The sensitivity of electronic properties of organic conductors to minute modifications of their solid-state structure is investigated here within BEDT-TTF (ET) salts with organic bis-sulfonate anions, where specific hydrogen bonds between water molecules and sulfonate moieties are shown to dynamically control the organic slabs’ electronic structure.
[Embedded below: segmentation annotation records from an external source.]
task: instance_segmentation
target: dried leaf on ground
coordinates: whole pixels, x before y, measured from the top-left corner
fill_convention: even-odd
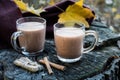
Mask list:
[[[14,0],[18,7],[22,11],[31,12],[36,15],[40,15],[45,11],[44,7],[47,5],[54,5],[55,0]]]

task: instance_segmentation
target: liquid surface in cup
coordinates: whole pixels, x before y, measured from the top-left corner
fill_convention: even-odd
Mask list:
[[[56,30],[54,35],[58,56],[67,59],[80,57],[85,36],[81,29],[61,28]]]
[[[25,47],[26,51],[36,52],[44,47],[45,42],[45,25],[39,22],[24,22],[18,25],[18,31],[22,31],[23,35],[19,37],[21,47]]]

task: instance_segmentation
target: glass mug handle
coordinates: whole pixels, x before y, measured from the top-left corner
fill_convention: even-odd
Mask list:
[[[95,40],[92,42],[91,46],[87,47],[87,48],[84,48],[83,50],[83,53],[88,53],[90,52],[91,50],[94,49],[95,45],[97,44],[98,42],[98,35],[95,31],[93,30],[88,30],[88,31],[85,31],[85,36],[88,36],[88,35],[92,35],[95,37]]]
[[[23,48],[20,48],[17,44],[17,38],[19,36],[23,35],[22,34],[22,31],[17,31],[17,32],[14,32],[11,36],[11,44],[12,44],[12,47],[16,50],[16,51],[22,51],[24,50]]]

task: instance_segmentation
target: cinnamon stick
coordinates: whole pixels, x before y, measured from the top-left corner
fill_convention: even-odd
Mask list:
[[[45,62],[45,65],[46,65],[46,67],[47,67],[48,73],[49,73],[49,74],[52,74],[53,71],[52,71],[52,69],[51,69],[51,67],[50,67],[50,64],[49,64],[49,61],[48,61],[47,57],[44,57],[44,62]]]
[[[40,63],[42,63],[42,64],[45,64],[45,61],[44,60],[39,60],[39,62]],[[56,63],[53,63],[53,62],[50,62],[50,61],[48,61],[49,62],[49,64],[52,66],[52,67],[54,67],[54,68],[56,68],[56,69],[58,69],[58,70],[62,70],[62,71],[64,71],[65,70],[65,66],[63,66],[63,65],[59,65],[59,64],[56,64]]]

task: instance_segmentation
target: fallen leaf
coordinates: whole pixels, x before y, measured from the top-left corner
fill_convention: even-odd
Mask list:
[[[44,7],[48,5],[48,0],[13,0],[21,11],[31,12],[36,15],[40,15],[41,12],[45,11]],[[50,0],[51,5],[54,0]]]
[[[83,0],[79,0],[73,5],[69,5],[63,13],[59,14],[58,22],[64,23],[72,21],[84,23],[86,28],[89,28],[89,23],[86,21],[86,19],[91,19],[93,17],[95,17],[95,15],[92,13],[92,10],[83,7]]]

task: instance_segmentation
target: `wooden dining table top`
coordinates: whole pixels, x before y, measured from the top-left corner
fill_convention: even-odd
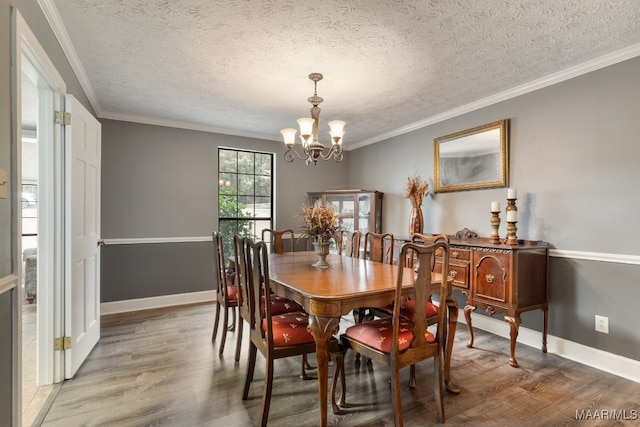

While the mixed-valence, 2,6-naphthalene-bis(sulfonate) salt, (ET)4(NBS)·4H2O, exhibits a charge order state already at room temperature, the corresponding salt with the 2,6-anthracene-bis(sulfonate) dianion, formulated as (ET)4(ABS)·4H2O, is metallic at RT and exhibits a metal–insulator transition at TMI = 85 K. The origin of the MI transition is revealed from a combination of temperature-dependent spectroscopic (Raman) measurements, X-ray structure elucidations (from 300 to 15 K), and theoretical investigations, demonstrating that the charge disproportionation observed below TMI is associated here with the progressive switching of bifurcated OH···O hydrogen bonds between the sulfonate moieties of the anion and the trapped water molecules. These movements within the anion layer are transmitted through weaker C–H···O interactions to the two A and B donor molecules, modifying the details of the overlap interactions within AA and BB pairs and opening a gap in the band structure.